Kujtim Shala

Personal information
- Date of birth: 13 July 1964 (age 62)
- Place of birth: Prizren, SR Serbia, SFR Yugoslavia
- Height: 1.82 m (6 ft 0 in)
- Position: Midfielder

Senior career*
- Years: Team / Apps / (Gls)
- 1981–1983: Liria Prizren / 22 / (3)
- 1983–1984: Partizan / 24 / (2)
- 1984–1989: Prishtina / 112 / (25)
- 1989–1991: Dinamo Zagreb / 45 / (16)
- 1991–1992: Rennes / 27 / (5)
- 1992–1993: Stuttgarter Kickers / 33 / (10)
- 1993–1995: Chemnitzer FC / 42 / (8)
- 1995–1996: Fortuna Düsseldorf / 15 / (0)
- 1996–1998: VfB Leipzig / 50 / (2)
- 1998–2000: VfR Mannheim / 53 / (9)
- Total:  / 423 / (80)

International career
- 1990: Croatia XI / 1 / (0)

Managerial career
- 2005: FC Hochstätt Türkspor
- 2005–2006: Prishtina
- 2008: VfR Mannheim (youth)
- 2014: SVN Zweibrücken (assistant)

= Kujtim Shala =

Croatia international footballer (born 1964)

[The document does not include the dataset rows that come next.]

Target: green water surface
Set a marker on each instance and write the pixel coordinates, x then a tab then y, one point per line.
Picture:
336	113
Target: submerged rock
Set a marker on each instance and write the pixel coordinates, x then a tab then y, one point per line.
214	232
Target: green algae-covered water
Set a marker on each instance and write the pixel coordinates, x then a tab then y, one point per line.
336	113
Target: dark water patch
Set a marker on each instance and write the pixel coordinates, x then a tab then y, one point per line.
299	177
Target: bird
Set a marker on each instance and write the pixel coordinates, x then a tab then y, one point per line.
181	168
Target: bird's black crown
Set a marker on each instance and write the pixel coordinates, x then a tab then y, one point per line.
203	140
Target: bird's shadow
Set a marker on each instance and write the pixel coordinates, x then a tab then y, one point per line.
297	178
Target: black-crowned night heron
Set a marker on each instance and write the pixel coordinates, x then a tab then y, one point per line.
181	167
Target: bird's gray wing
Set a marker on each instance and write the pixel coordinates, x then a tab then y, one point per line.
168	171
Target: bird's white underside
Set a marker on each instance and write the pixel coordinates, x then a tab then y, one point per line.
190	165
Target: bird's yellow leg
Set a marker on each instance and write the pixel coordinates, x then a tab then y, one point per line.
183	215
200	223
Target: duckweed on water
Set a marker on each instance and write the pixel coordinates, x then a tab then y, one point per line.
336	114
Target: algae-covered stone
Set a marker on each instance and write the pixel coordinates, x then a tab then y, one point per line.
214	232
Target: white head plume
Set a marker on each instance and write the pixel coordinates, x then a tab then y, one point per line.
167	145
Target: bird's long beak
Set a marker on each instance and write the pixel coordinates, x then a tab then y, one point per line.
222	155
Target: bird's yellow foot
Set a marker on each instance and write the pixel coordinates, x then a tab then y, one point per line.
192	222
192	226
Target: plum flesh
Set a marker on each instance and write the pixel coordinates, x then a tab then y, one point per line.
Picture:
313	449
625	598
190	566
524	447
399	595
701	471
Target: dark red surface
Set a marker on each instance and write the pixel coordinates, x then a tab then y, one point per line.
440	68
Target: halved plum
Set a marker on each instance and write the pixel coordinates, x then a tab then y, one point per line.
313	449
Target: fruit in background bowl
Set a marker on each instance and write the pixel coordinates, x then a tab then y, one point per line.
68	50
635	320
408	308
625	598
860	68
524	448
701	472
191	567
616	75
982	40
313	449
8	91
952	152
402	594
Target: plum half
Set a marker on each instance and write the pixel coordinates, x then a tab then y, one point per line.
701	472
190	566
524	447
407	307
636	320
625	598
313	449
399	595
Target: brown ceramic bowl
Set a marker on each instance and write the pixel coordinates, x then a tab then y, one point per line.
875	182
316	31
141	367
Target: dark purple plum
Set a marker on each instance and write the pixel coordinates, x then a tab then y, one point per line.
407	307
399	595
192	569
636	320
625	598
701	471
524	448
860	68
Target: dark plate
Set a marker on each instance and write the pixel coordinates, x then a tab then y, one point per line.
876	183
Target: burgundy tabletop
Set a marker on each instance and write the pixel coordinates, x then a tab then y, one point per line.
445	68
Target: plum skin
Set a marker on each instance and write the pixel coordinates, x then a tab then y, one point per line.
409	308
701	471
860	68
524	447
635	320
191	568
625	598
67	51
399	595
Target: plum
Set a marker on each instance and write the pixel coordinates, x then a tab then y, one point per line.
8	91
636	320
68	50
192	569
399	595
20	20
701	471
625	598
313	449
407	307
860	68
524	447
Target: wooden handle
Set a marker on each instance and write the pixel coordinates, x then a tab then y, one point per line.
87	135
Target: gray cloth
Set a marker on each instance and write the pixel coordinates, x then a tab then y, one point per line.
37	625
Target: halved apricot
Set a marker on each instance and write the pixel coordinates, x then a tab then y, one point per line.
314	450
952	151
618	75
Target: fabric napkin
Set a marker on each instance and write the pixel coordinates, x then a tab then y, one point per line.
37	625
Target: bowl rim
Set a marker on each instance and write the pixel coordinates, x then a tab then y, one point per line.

Kujtim Shala (Kujtim Šalja; born 13 July 1964) is a former professional footballer who played as a midfielder. Born in Yugoslavia, he represented Croatia at international level.

==International career==
Shala made one appearance for the Croatia national team in a 2–1 win against the United States on 17 October 1990, during a friendly match before the Croatian Football Federation was affiliated by FIFA in 1992.

==Coaching career==
Shala was the head coach of FC Prishtina in Kosovar Superliga. But after FC Prishtina failed to win the Kosovar Superliga, he was sacked.

In 2008 he was almost selected as head coach of the Kosovo national team. Shala was named assistant to manager Guido Hoffmann at SVN Zweibrücken in October 2014.

==Personal life==
Shala was born in Prizren, SFR Yugoslavia (now Kosovo) and is of Albanian descent. One of his two sons is fellow footballer Andis Shala.